Introduction
The article explains the pipe function in Pandas, the ‘pipe’ function is a very useful function through which we can chain multiple processing operations into one. In this article, we will look at
- What is the Pipe function?
- How it works
- Understanding by example
Let’s explore
pipe function
The common operation while working with datasets are handling missing values, sorting, dropping duplicates, removing unwanted data, etc., we should create these individual operations in a function and chain all these functions through the ‘pipe’ function.
Syntax
df_final = (df.pipe(functionOne).pipe(functionTwo).pipe(functionThree))
df_final = (df.pipe(handle_missing_values).pipe(sort_df).pipe(drop_duplicates))
pipe function allows chaining together functions that have Series, DataFrame, GroupBy objects as parameters.
Setup
In this article, we look into the same dataset which I have always used in my Pandas articles we will work on a Kaggle dataset that provides YouTube video trending statistics, URL: https://www.kaggle.com/datasnaek/youtube-new and the file we are using is ‘USvideos.csv’.
df = pd.read_csv('USvideos.csv')
df.columns
The columns of the dataset are
Examples of Pipe Function
In the dataset we have multiple columns, we will create a DataFrame which is sorted by the number of ‘likes’ in descending order, then filter out the rows which are liked more than a 1million times, then filter out the videos by a substring of any music video title or music group, resulting in the records we wanted after applying all these steps.

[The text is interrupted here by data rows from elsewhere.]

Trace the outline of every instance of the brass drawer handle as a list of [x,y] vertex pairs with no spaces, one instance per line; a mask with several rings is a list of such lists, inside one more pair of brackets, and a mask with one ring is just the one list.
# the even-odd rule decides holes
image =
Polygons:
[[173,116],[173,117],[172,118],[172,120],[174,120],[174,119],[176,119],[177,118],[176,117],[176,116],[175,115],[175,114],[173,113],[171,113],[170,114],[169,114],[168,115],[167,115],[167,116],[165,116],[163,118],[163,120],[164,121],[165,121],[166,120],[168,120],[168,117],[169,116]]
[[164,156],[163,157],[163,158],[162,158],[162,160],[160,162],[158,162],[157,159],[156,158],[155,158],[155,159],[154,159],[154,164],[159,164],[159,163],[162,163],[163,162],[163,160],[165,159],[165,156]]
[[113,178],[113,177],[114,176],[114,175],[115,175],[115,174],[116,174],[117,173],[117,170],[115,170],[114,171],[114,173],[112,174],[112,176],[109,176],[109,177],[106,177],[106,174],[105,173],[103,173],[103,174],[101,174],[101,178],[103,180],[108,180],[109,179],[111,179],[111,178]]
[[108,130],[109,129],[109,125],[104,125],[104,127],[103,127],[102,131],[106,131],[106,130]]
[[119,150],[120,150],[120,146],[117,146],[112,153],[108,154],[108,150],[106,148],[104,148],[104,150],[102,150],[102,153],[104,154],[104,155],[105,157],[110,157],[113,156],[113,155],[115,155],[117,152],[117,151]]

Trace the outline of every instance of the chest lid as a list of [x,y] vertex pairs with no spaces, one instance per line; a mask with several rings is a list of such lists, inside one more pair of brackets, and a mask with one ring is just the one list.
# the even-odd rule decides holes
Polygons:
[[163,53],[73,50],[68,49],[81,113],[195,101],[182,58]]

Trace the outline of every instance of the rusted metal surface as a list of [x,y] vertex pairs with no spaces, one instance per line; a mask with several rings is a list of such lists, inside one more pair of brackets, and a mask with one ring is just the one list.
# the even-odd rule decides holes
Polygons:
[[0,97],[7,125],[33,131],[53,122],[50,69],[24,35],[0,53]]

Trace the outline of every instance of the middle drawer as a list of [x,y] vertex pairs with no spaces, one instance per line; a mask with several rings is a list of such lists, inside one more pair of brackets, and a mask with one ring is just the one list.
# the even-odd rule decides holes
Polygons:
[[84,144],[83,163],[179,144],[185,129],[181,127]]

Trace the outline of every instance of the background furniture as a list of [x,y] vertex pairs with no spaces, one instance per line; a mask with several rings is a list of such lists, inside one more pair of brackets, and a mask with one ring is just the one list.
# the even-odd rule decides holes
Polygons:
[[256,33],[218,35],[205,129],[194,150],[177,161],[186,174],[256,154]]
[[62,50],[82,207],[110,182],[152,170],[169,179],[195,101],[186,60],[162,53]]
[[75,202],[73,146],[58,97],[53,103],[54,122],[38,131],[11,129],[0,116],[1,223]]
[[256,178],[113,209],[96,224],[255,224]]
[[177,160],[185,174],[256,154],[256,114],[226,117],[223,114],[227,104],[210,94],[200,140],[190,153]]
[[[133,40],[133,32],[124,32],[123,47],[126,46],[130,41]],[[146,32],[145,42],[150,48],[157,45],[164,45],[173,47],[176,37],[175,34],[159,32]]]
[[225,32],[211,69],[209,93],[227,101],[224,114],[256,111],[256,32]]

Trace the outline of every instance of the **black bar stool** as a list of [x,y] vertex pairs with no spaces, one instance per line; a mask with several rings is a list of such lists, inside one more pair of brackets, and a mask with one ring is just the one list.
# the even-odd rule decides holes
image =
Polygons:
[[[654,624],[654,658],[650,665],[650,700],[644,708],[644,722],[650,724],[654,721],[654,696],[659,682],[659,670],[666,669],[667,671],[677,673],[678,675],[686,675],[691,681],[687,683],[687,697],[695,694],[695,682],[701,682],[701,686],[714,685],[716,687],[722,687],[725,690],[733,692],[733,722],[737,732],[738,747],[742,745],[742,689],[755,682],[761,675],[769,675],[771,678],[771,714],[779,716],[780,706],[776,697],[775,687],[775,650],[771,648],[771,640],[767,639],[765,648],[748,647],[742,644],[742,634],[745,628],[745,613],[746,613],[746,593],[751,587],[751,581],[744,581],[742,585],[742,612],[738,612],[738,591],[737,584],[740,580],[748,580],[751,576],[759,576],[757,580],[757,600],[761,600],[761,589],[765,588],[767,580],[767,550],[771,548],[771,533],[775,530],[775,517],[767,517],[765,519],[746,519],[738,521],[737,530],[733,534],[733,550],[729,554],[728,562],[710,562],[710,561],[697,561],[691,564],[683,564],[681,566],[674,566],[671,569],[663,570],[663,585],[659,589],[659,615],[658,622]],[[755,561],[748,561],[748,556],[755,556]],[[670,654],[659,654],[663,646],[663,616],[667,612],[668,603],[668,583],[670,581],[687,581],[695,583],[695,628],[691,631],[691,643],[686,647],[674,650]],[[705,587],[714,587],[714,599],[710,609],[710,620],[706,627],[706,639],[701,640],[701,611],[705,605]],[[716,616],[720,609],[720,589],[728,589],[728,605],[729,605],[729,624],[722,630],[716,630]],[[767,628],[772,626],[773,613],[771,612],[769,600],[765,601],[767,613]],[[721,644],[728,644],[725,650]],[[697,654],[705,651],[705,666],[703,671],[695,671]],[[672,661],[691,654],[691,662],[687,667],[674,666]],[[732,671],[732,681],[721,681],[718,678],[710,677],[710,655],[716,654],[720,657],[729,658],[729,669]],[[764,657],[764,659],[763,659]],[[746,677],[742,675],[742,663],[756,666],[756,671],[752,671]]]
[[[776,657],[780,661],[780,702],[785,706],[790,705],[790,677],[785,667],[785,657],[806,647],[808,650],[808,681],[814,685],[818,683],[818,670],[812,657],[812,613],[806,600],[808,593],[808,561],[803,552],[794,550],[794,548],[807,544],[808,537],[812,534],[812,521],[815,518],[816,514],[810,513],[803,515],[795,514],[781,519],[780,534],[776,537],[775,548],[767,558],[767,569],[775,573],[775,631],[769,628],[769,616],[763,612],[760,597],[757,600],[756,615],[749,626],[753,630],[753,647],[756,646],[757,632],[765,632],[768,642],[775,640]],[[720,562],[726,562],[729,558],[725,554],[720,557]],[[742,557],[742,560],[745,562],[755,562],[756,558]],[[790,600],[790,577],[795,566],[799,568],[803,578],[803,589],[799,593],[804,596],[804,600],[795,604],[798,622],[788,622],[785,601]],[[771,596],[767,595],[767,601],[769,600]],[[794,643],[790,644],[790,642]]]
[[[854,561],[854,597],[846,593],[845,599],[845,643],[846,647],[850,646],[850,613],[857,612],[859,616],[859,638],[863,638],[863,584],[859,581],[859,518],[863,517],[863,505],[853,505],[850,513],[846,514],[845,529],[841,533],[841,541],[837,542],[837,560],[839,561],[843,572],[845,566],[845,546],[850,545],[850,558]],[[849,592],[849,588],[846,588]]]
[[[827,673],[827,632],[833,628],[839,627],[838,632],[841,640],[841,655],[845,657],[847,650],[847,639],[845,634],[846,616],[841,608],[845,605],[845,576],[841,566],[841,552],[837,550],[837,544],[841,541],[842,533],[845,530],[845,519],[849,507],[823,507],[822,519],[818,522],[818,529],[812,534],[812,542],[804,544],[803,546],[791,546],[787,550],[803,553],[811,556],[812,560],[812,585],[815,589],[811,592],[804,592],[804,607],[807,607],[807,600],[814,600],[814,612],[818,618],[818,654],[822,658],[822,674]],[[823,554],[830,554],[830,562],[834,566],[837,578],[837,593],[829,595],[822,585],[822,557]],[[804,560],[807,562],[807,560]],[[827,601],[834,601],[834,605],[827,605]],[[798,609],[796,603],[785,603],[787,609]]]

Function One: Sort DataFrame by Descending order of 'likes'
def sortedByLikesInDescendingOrder(dataframe):
return df.sort_values(by='likes', ascending=False)
sortedByLikesInDescendingOrder(df).head()
Function Two: Filter Rows which has more than a million likes
def filterMoreThanMillionLikes(dataframe):
return likesdf[likesdf['likes'] > 1000000]
filterMoreThanMillionLikes(df).head()
Function Three: In this function, we will filter rows where the title is 'BTS'
def filterByTitle(dataframe):
return dataframe[dataframe.title.str.startswith('BTS')]
filterByTitle(df).head()
These three functions are individual functions, now enters the ‘pipe’ function, we can chain all these functions together to get the result.
df_final = (df.pipe(createLikesDf)
.pipe(millionLikes)
.pipe(filterByTitle))
df_final.head()
Let’s validate the results, first validate all the music video titles has String ‘BTS’.
df_final['title']
All the rows have String 'BTS', Validating the number of 'likes'.
df_final['likes']
Summary
What we have explored here is the beauty of Higher Order Functions, Higher-Order Functions, treats functions as a value which is exactly what we did through the ‘pipe’ function. It’s an in-built function that can take care of chaining and it is sufficient, but if required we can create our own and have the customized behavior, we want in our own custom pipe function.